In this work, a sort of supernatural light illuminates the figures from the left-hand side, articulated with strong dashes of white highlights, and a delicate, luminous rendering of the flesh and faces of the Virgin and Child and young St John, which are contrasted with the reverently bowed head of St Joseph, in darkened profile. In the other half of the composition, Schedoni has chosen to focus on a nocturnal landscape, suffused by moonlight, which simultaneously heightens the presence of the Holy Family and increases the scene’s inherent sense of profound mystery. The broad, wet-in-wet brushstrokes that define the glassy and reflective surface of the water, along with the detail of a small boat containing figures, sailing on the lake, grant this unusual landscape a narrative all of its own, reminiscent of works by Dosso Dossi or Federico Barocci, through the lens of Correggio's pervasive legacy, and anticipating Guercino's small-scale paintings from the end of the 1610s. Indeed, Schedoni's absorption of influences, including from the Old Masters in the Este and Farnese collections, may go some way to explain why this painting was listed as 'Schiavone' in the sales from Heveningham Hall in the early 20th century.
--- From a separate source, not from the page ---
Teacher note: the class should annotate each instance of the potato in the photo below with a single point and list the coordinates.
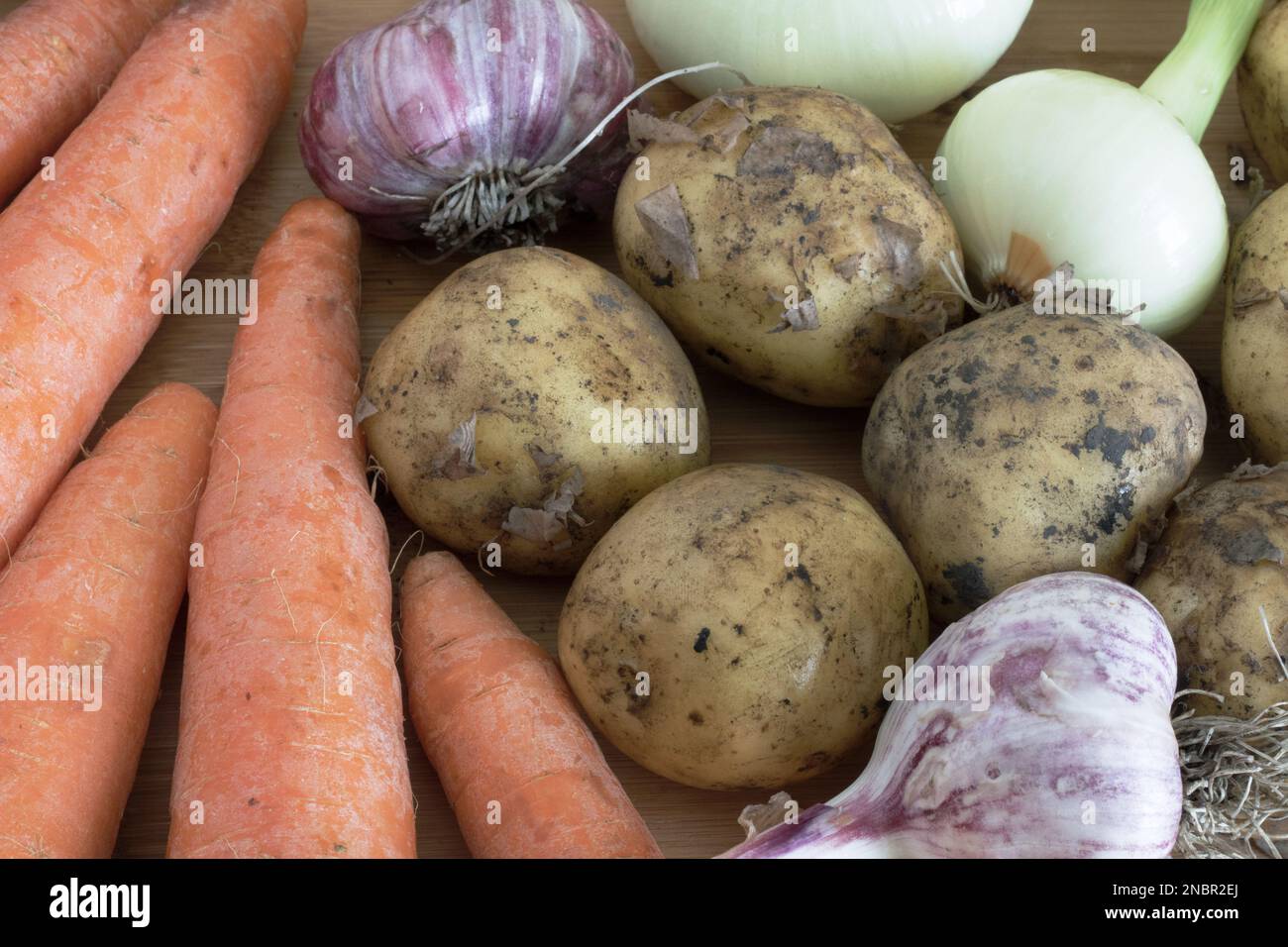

Many of the best autograph examples of Schedoni's work are executed on panel. Schedoni frequently made multiple replicas of his paintings, but it is probable that he had a workshop that executed a number of less refined replicas, almost all of which were on canvas. This painting is the highest quality of five other versions of the composition, the autograph statuses of which have previously been questioned: a painting in the Gemäldegalerie, Dresden (oil on canvas, 41.5 x 52 cm.); one in the Anton Ulrich Museum, Braunschweig (oil on canvas, 44.8 x 59.5 cm.); another in the National Gallery, Prague, which is reduced and so now in upright format (oil on panel, 36 x 34.5 cm., inv. no. O 11896);2 another in the Museo di Casa Martelli, Florence (oil on canvas, 27.5 x 36.5 cm., inv. no. 68); and a painting believed to be a copy, seen only by Denis Mahon, in a private collection on the Isle of Bute.


1 Oil on canvas, 298 x 179 cm.; Negro and Roio 2000, pp. 78–79, no. 21, reproduced; https://artsandculture.google.com/asset/sacra-famiglia-con-i-santi-lorenzo-francescod%E2%80%99assisi-pellegrino-giovanni-battista-bartolomeo-schedoni/DAH4HESD8LwM8w?hl=it

Negro and Roio 2000, pp. 79–80, nos 24.1–24.3, all reproduced p. 80.